The United States Enters World War I:  President Woodrow Wilson was elected to a second term in 1916 by campaigning to keep the U.S. out of the war in Europe.  However, a few months after the election he received a message from the German government that announced Germany’s return to unrestricted submarine warfare.  This was a dramatic turnaround for the policy that had been in place after the sinking of the RMS Lusitania by a German submarine in 1915 that killed over 1,000 including 128 Americans.  Freedom of the seas was an important pillar of the U.S. economy, and the return to unrestricted submarine warfare pushed Wilson to ask Congress for War against Germany.  War was declared on April 6, 1917, and a huge outcry in opposition to the war immediately arose.  To stifle criticism of war Wilson pressed congress to pass the Espionage Act on June 15, 1917.

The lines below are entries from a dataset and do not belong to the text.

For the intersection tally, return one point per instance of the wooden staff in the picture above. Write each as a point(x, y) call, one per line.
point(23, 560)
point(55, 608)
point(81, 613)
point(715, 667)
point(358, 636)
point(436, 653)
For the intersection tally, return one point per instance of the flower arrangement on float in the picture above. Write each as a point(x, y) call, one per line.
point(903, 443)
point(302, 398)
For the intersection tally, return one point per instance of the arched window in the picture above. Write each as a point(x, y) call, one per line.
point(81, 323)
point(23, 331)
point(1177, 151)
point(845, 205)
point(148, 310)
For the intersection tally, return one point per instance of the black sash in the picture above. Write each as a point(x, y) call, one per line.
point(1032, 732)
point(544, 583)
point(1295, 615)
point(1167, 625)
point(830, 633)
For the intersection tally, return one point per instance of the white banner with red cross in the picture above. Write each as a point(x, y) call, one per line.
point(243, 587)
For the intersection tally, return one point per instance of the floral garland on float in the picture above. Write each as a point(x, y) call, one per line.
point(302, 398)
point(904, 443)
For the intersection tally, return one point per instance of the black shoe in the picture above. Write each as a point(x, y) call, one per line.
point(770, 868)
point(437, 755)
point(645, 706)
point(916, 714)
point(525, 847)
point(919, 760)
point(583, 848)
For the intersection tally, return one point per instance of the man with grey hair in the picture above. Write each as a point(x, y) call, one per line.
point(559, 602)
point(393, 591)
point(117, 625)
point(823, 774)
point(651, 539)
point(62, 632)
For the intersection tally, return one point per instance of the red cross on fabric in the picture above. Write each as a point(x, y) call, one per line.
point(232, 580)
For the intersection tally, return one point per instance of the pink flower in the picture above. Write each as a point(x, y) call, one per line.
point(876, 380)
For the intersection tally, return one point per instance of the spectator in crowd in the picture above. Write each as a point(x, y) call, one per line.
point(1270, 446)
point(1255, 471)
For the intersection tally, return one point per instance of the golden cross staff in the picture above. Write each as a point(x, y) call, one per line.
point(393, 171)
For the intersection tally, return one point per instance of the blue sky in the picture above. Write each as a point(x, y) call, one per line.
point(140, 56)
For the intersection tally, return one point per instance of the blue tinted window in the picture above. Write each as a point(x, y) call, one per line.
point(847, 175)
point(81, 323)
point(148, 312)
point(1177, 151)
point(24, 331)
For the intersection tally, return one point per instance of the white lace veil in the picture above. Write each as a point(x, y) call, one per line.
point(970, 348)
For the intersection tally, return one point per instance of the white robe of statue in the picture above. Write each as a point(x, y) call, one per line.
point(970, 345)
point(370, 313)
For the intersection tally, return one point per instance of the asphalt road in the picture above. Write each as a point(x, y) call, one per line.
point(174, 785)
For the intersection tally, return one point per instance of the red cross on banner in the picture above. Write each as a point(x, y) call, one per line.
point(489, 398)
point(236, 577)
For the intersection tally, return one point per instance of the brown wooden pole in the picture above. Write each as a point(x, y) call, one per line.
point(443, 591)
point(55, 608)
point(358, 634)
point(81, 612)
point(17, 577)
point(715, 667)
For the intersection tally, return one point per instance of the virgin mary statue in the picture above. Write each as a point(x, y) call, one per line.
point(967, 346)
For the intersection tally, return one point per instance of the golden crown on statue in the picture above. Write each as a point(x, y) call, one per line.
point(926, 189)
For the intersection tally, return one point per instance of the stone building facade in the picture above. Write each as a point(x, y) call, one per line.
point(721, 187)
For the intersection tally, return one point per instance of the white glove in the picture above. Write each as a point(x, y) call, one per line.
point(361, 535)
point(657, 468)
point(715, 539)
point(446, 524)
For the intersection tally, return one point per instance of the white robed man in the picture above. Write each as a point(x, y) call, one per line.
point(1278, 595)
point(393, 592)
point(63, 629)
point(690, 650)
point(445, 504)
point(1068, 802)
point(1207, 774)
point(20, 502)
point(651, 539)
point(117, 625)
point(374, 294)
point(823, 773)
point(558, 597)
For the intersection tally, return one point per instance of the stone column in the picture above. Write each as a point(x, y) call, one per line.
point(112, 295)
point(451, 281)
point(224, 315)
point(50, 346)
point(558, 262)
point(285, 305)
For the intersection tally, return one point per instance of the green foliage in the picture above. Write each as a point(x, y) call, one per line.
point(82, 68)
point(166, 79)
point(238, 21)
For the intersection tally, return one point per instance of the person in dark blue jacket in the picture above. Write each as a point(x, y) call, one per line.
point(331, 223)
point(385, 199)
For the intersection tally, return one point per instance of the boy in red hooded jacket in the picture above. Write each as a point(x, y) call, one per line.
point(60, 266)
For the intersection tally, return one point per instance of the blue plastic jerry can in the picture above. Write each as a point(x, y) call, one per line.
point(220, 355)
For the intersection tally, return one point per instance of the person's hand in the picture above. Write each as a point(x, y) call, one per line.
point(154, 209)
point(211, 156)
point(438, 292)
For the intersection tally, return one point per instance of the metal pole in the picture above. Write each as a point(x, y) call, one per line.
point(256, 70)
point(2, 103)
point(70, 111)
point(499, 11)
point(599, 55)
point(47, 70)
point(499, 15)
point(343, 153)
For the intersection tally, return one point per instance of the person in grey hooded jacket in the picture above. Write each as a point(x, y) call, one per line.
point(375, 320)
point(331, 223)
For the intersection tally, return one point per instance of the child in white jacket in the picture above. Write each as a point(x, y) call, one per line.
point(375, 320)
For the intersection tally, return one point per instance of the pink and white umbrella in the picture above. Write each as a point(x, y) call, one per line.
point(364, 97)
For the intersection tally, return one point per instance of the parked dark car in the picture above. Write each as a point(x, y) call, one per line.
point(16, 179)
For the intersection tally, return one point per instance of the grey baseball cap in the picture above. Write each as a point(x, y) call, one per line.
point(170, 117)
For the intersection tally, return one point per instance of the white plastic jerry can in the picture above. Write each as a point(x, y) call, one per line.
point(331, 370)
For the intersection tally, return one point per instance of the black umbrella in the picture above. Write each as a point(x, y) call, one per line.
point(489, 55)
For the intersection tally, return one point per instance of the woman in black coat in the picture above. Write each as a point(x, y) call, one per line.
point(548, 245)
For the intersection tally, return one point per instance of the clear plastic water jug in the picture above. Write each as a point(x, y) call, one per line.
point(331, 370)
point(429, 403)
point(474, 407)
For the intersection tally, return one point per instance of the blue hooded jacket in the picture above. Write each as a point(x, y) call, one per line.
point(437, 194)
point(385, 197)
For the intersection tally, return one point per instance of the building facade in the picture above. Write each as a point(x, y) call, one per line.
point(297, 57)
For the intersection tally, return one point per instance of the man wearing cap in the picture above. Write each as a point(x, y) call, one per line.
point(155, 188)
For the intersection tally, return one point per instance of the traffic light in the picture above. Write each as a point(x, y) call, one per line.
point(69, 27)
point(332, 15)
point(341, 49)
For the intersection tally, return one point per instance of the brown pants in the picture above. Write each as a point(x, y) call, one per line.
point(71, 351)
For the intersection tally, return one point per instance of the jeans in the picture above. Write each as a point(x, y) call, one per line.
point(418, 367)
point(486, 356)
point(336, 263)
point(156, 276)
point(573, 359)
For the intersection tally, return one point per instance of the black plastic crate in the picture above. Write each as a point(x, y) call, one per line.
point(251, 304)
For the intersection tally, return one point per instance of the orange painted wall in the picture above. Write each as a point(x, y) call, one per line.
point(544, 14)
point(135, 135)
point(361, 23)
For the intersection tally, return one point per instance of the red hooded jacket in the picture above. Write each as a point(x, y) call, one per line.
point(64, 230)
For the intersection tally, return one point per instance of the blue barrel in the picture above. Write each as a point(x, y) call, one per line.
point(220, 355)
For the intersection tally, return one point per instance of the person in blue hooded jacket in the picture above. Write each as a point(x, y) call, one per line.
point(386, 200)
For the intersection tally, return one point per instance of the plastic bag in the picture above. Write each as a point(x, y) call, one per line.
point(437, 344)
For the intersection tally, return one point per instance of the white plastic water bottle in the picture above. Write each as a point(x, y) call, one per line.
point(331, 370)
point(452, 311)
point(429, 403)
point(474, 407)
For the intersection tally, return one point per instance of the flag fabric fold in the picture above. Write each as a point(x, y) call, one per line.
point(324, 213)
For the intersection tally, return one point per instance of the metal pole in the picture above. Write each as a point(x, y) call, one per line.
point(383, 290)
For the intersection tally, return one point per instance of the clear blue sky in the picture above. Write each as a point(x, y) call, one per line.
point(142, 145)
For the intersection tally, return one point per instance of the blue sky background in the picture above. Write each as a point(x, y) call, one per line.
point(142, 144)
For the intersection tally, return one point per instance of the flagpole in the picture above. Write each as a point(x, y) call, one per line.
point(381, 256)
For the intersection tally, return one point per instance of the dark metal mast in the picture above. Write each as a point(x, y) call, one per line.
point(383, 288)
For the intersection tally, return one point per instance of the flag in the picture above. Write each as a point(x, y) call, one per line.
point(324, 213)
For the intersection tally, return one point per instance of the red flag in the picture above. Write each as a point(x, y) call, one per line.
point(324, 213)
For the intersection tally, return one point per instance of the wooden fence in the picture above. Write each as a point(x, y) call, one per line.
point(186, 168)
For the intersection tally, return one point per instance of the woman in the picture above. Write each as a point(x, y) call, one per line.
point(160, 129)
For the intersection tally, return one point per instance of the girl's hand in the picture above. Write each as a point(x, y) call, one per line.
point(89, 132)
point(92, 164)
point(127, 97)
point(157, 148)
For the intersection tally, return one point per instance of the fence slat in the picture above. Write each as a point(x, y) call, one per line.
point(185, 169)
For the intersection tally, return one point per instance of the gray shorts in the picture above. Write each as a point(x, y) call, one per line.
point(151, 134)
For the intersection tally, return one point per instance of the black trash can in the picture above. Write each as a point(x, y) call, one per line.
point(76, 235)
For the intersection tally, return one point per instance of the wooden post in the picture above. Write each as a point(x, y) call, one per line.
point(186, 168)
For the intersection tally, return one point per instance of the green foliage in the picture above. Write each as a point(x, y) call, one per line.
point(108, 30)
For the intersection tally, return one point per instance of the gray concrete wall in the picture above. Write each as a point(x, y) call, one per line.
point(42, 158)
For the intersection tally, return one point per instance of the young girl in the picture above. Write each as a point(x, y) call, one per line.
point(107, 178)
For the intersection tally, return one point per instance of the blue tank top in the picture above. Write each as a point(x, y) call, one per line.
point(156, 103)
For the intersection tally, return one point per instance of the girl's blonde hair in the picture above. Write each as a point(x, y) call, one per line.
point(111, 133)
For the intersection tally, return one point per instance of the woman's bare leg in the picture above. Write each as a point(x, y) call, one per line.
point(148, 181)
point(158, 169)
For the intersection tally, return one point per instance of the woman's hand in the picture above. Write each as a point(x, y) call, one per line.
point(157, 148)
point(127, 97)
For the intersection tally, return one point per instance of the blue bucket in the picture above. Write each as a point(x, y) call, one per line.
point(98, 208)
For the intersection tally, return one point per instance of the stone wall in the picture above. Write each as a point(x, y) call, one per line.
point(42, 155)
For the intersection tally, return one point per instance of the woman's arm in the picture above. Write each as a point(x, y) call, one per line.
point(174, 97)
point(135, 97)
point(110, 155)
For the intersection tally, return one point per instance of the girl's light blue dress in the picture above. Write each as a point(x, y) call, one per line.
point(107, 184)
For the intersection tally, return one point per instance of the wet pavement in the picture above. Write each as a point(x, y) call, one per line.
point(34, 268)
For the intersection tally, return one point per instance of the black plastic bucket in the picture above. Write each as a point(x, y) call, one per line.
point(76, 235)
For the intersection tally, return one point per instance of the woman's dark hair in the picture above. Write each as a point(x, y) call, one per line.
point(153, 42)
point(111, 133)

The Espionage Act and the Sedition Act Amendment:  Under the new law the following became a crime:  spreading information with the intent to “interfere with the operation or success of the armed forces of the United States or to promote its enemies’ success” and to make false reports or statements with the intent to “interfere with the operation or success of the military or naval forces of the United States or to promote the success of its enemies when the United States is at war, to cause or attempt to cause insubordination, disloyalty, mutiny, refusal of duty, in the military or naval forces of the United States, or to willfully obstruct the recruiting or enlistment service of the United States.”  The penalties ranged from up to thirty years in prison to death.  The enforcement of the Act was left largely to the U.S. Attorney General, but an ample amount of authority went to the Postmaster General, who could impound or refuse to forward through the mail any publication that violated the statute.  The Act stopped short of censorship of the press, although Wilson believed that censorship of the press should have been included, and said so as he signed it.  The Act was amended several times after passage, but the most significant amendment was the Sedition Act of 1918.  In the year that followed the Espionage Act, it became apparent that the stringent restrictions to free speech would be difficult to enforce, as wartime violence by various groups arose pitting an attempt by one faction of the population to suppress the free speech of another by taking the law into their own hands.  Therefore, the Sedition Act was passed as a virtual amendment to the Espionage Act and forbade “the use of disloyal, profane, scurrilous, or abusive language about the United States government, its flag, or its armed forces or that caused others to view the American government or its institutions with contempt.”  This amendment amounted to a vicious assault on the principles of free speech.  However, owing to the fact that the war was nearly over when the virtual amendment was passed, there were few prosecutions in its duration, and it was repealed December 13, 1920.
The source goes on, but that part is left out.